The Book Cellar is at 4736 N. Lincoln Avenue, Chicago, IL. 

Monday, September 10, 2018

To Be Alone

It's been said that writers are loners, angsty artists who seek solitude. We are weirdos who want to be left alone, by ourselves, away from everyone and everything.

Okay. That's fair. And somewhat true. I think.

If you write, do you like being alone? Are you a solitude junkie?

I like aloneness. I'm comfortable with it. Always have been. Too much stimulus can be overwhelming. I can't think. I can't breathe. But that doesn't mean I always like to write in solitude.

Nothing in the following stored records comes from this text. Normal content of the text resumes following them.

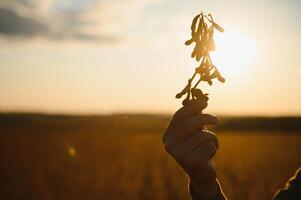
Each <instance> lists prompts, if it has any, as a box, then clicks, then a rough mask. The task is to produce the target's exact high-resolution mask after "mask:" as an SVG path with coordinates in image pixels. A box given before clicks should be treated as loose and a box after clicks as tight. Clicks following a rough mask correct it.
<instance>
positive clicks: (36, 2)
mask: <svg viewBox="0 0 301 200" xmlns="http://www.w3.org/2000/svg"><path fill="white" fill-rule="evenodd" d="M157 1H158V0H157ZM154 2H156V1H151V0H114V1H112V0H87V1H78V0H66V1H59V0H43V1H36V0H2V1H0V34H1V35H2V36H4V37H7V38H15V37H19V38H21V39H30V38H34V37H39V38H44V39H47V40H78V41H93V42H120V41H123V40H124V39H126V37H127V35H128V34H129V32H130V30H131V28H133V27H134V26H135V25H137V22H138V21H139V17H140V15H141V14H142V12H143V8H144V7H145V6H147V5H150V4H152V3H154Z"/></svg>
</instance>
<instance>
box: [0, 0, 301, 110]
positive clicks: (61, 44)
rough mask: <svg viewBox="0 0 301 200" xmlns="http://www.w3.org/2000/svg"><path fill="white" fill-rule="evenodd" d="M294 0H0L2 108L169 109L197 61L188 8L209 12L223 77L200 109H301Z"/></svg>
mask: <svg viewBox="0 0 301 200" xmlns="http://www.w3.org/2000/svg"><path fill="white" fill-rule="evenodd" d="M300 7H301V2H300V1H298V0H287V1H281V0H253V1H244V0H228V1H223V0H213V1H208V0H206V1H205V0H185V1H179V0H87V1H80V0H66V1H59V0H40V1H39V0H0V62H1V63H0V112H46V113H68V114H109V113H125V112H129V113H164V114H170V113H173V112H174V111H175V110H177V109H178V108H179V107H180V106H181V101H180V100H177V99H175V94H176V93H178V92H179V91H180V90H181V89H182V88H183V87H184V86H185V84H186V83H187V79H188V78H189V77H190V76H191V75H192V73H193V72H194V68H195V67H196V66H197V65H198V64H197V62H196V61H194V60H193V59H191V58H190V54H191V51H192V49H191V47H187V46H185V45H184V42H185V41H186V40H187V39H189V36H190V24H191V20H192V18H193V17H194V16H195V15H196V14H198V13H199V12H201V11H203V12H205V13H212V14H213V16H214V18H215V21H216V22H218V23H219V24H220V25H221V26H222V27H223V28H224V29H225V30H226V32H225V33H224V34H221V33H216V46H217V48H216V51H215V52H213V53H212V57H213V62H214V63H215V64H216V66H217V67H218V69H220V71H221V73H222V74H223V76H224V77H225V78H226V82H225V83H219V82H217V81H214V83H213V86H207V85H206V84H205V83H202V84H201V88H202V89H203V90H204V91H205V92H207V93H209V98H210V99H209V106H208V108H207V109H206V112H209V113H213V114H219V115H268V116H279V115H300V114H301V103H300V102H301V101H300V100H301V83H300V78H301V61H300V59H299V57H300V52H301V46H300V45H301V43H300V42H301V39H300V34H301V26H300V22H299V19H300V18H301V13H300V12H299V8H300Z"/></svg>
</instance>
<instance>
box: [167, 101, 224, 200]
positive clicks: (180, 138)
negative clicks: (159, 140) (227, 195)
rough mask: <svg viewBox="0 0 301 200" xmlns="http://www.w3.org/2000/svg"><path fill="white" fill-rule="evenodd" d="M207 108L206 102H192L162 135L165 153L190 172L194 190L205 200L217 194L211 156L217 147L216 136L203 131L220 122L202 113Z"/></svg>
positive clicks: (215, 149) (180, 111) (180, 110)
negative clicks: (206, 107)
mask: <svg viewBox="0 0 301 200" xmlns="http://www.w3.org/2000/svg"><path fill="white" fill-rule="evenodd" d="M206 107H207V101H206V100H196V99H192V100H190V101H189V103H188V105H186V106H183V107H182V108H181V109H179V110H178V111H177V112H176V113H175V114H174V116H173V117H172V119H171V121H170V123H169V125H168V127H167V129H166V130H165V132H164V134H163V143H164V145H165V149H166V151H167V152H168V153H169V154H170V155H171V156H172V157H173V158H174V159H175V160H176V161H177V163H178V164H179V165H180V166H181V167H182V168H183V169H184V171H185V172H186V173H187V175H188V176H189V178H190V182H191V186H192V188H193V190H194V191H195V192H196V193H197V194H198V196H200V197H202V198H205V199H207V198H211V197H213V196H214V195H215V194H216V193H217V183H216V170H215V165H214V162H213V161H212V157H213V156H214V155H215V153H216V149H217V148H218V140H217V137H216V135H215V134H214V133H212V132H209V131H207V130H206V129H205V128H204V126H205V125H210V124H216V123H217V118H216V117H214V116H212V115H209V114H201V111H202V110H203V109H204V108H206Z"/></svg>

I've written here before about the shed I have on my property, the writing space, built solely for that purpose. Built for me alone, to be alone to write. And I love it. Love what it represents and how it functions for me and my work. I am tucked away in a small space, surrounded by books and art. But yet there are times I want to be in the middle of life, not away from it. So, I write in coffee shops, busy one with the whir of the espresso machine, the clatter of ceramic cups, and constant human conversations blanketing the space. But I'm there solely for the sounds of life, not the acceptance of others.

In Rilke's famous correspondence to a budding writer, Letters to a Young Poet, he advises the new artist to stop seeking adoration or affirmation. Never, he says, ask anyone if a work of art is any good. He says the answers are not outside yourself, they are inside. And with this, comes more confirmation that a writer must be one who craves solitude, where he can contemplate his work alone, without the influences of others. The writer, Rilke believed, must find his way through this with his own compass, not the compass of another. 

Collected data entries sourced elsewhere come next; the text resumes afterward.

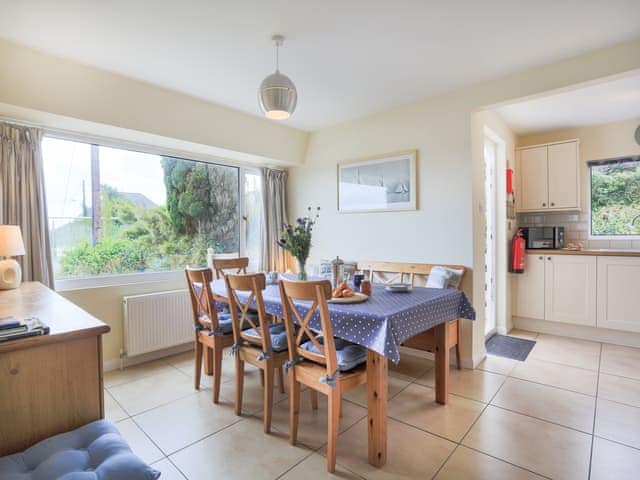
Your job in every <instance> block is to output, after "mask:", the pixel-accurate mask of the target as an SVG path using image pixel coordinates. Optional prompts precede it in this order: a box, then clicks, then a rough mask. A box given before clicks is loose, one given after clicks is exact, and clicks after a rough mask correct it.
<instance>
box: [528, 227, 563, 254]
mask: <svg viewBox="0 0 640 480" xmlns="http://www.w3.org/2000/svg"><path fill="white" fill-rule="evenodd" d="M522 231H523V234H524V238H525V241H526V244H527V249H555V248H564V227H527V228H523V229H522Z"/></svg>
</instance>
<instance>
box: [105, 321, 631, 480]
mask: <svg viewBox="0 0 640 480" xmlns="http://www.w3.org/2000/svg"><path fill="white" fill-rule="evenodd" d="M513 333H514V334H515V335H517V336H522V337H524V338H533V339H535V340H536V341H537V344H536V346H535V347H534V349H533V350H532V352H531V354H530V355H529V358H528V359H527V361H525V362H518V361H515V360H508V359H504V358H499V357H487V358H486V359H485V360H484V361H483V362H482V364H481V365H480V366H479V367H478V369H476V370H462V371H457V370H455V369H452V371H451V397H450V398H451V399H450V402H449V404H448V405H447V406H441V405H438V404H436V403H435V402H434V390H433V363H432V362H431V361H429V360H426V359H423V358H420V357H414V356H409V355H405V356H404V357H403V358H402V360H401V362H400V365H398V366H392V367H391V368H390V370H389V373H390V379H389V417H390V420H389V425H388V439H389V450H388V462H387V464H386V465H385V467H384V468H382V469H376V468H373V467H371V466H370V465H369V464H368V463H367V427H366V390H365V387H360V388H359V389H357V390H355V391H353V392H350V393H349V394H347V395H346V397H345V401H344V406H343V416H342V418H341V432H342V433H341V435H340V438H339V445H338V467H337V470H336V473H335V475H333V476H331V475H328V474H327V473H326V462H325V457H324V455H325V449H326V444H325V442H326V402H325V401H324V399H323V397H322V395H321V396H320V408H319V410H318V411H317V412H313V411H312V410H311V408H310V405H309V403H310V402H309V397H308V394H307V395H305V393H304V392H303V393H302V398H301V400H302V410H301V416H300V430H299V441H300V443H299V445H298V446H295V447H293V446H291V445H289V443H288V441H287V433H288V399H287V396H286V394H285V395H283V394H280V393H278V392H277V390H276V392H275V393H274V400H275V402H276V405H275V407H274V413H273V433H272V434H271V435H265V434H264V433H263V431H262V422H261V416H262V392H261V387H260V382H259V377H258V375H257V370H255V369H251V370H250V368H251V367H247V371H248V373H247V380H246V381H245V408H244V414H243V416H242V417H237V416H236V415H235V414H234V413H233V404H232V402H233V398H234V394H235V391H234V388H235V387H234V383H233V381H232V380H233V378H234V365H233V361H232V359H231V357H229V356H228V355H225V357H224V363H223V384H222V390H221V403H220V404H219V405H213V404H212V403H211V380H210V379H209V378H207V377H205V379H204V381H203V389H202V390H201V391H200V392H196V391H194V389H193V385H192V372H193V360H192V354H191V353H186V354H182V355H178V356H175V357H171V358H168V359H163V360H160V361H155V362H151V363H147V364H144V365H140V366H136V367H133V368H130V369H127V370H124V371H118V372H110V373H107V374H106V375H105V390H106V392H105V406H106V410H107V418H109V419H111V420H113V421H115V422H117V425H118V428H119V429H120V430H121V432H122V433H123V435H124V436H125V437H126V438H127V440H128V441H129V442H130V444H131V446H132V448H133V449H134V451H135V452H136V453H137V454H138V455H139V456H140V457H141V458H142V459H144V460H145V461H147V462H149V463H152V464H153V465H154V466H155V467H156V468H157V469H158V470H160V471H162V472H163V475H162V479H163V480H175V479H180V480H184V479H185V478H187V479H192V480H195V479H202V478H234V479H244V478H247V479H268V480H270V479H276V478H280V479H287V480H288V479H298V478H304V479H305V480H313V479H316V478H349V479H362V478H367V479H369V478H370V479H412V478H415V479H431V478H433V479H437V480H445V479H446V480H449V479H468V480H471V479H487V480H488V479H492V480H502V479H504V480H507V479H508V480H511V479H539V478H553V479H590V480H604V479H614V478H615V479H616V480H625V479H636V478H639V477H638V471H640V350H638V349H633V348H627V347H618V346H614V345H607V344H605V345H603V344H600V343H595V342H585V341H581V340H571V339H567V338H561V337H554V336H550V335H542V334H540V335H538V334H536V333H532V332H513Z"/></svg>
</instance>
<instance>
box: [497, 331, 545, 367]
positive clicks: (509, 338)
mask: <svg viewBox="0 0 640 480" xmlns="http://www.w3.org/2000/svg"><path fill="white" fill-rule="evenodd" d="M535 344H536V342H535V341H533V340H525V339H524V338H516V337H509V336H507V335H494V336H493V337H491V338H490V339H489V340H487V342H486V343H485V345H486V347H487V353H490V354H491V355H496V356H497V357H505V358H511V359H513V360H519V361H521V362H524V361H525V360H526V359H527V357H528V356H529V352H531V349H532V348H533V347H534V345H535Z"/></svg>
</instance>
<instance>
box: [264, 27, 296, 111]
mask: <svg viewBox="0 0 640 480" xmlns="http://www.w3.org/2000/svg"><path fill="white" fill-rule="evenodd" d="M271 39H272V40H273V42H274V43H275V45H276V71H275V73H272V74H271V75H269V76H268V77H267V78H265V79H264V80H263V81H262V83H261V84H260V93H259V95H258V96H259V99H260V108H261V109H262V111H263V112H264V114H265V115H266V117H267V118H271V119H273V120H286V119H287V118H289V117H290V116H291V114H292V113H293V111H294V110H295V109H296V104H297V102H298V92H297V91H296V86H295V85H294V84H293V82H292V81H291V79H290V78H289V77H287V76H286V75H284V74H282V73H280V58H279V48H280V47H281V46H282V43H283V42H284V37H283V36H282V35H274V36H273V37H272V38H271Z"/></svg>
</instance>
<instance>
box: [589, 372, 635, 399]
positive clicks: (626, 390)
mask: <svg viewBox="0 0 640 480" xmlns="http://www.w3.org/2000/svg"><path fill="white" fill-rule="evenodd" d="M598 397H600V398H606V399H607V400H613V401H615V402H620V403H626V404H627V405H632V406H634V407H640V380H632V379H630V378H626V377H616V376H614V375H608V374H606V373H601V374H600V382H599V383H598Z"/></svg>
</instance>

For years, early in my writing career, I would carry Rilke's book around with me in my work bag. I'd read passages on the commuter train or in my office. I would pull it out when I had doubts, when I needed to tell myself my writing, whatever I was working on, was worthy. With the help of Rilke, I was able to believe in my own art without affirmation from outside, and I was able to accept the aloneness that comes with that process.

Rainer Maria Rilke

So, yes, writers like to be alone. But there's a good reason for this. If we are uncertain, unsure of our own artistry at times—and we are, like anyone who creates—then we need the solitude in order to work things out with ourselves, for we are the only ones we need to convince.

Tell your alone stories. Why is aloneness important to your writing? Or is it? Share.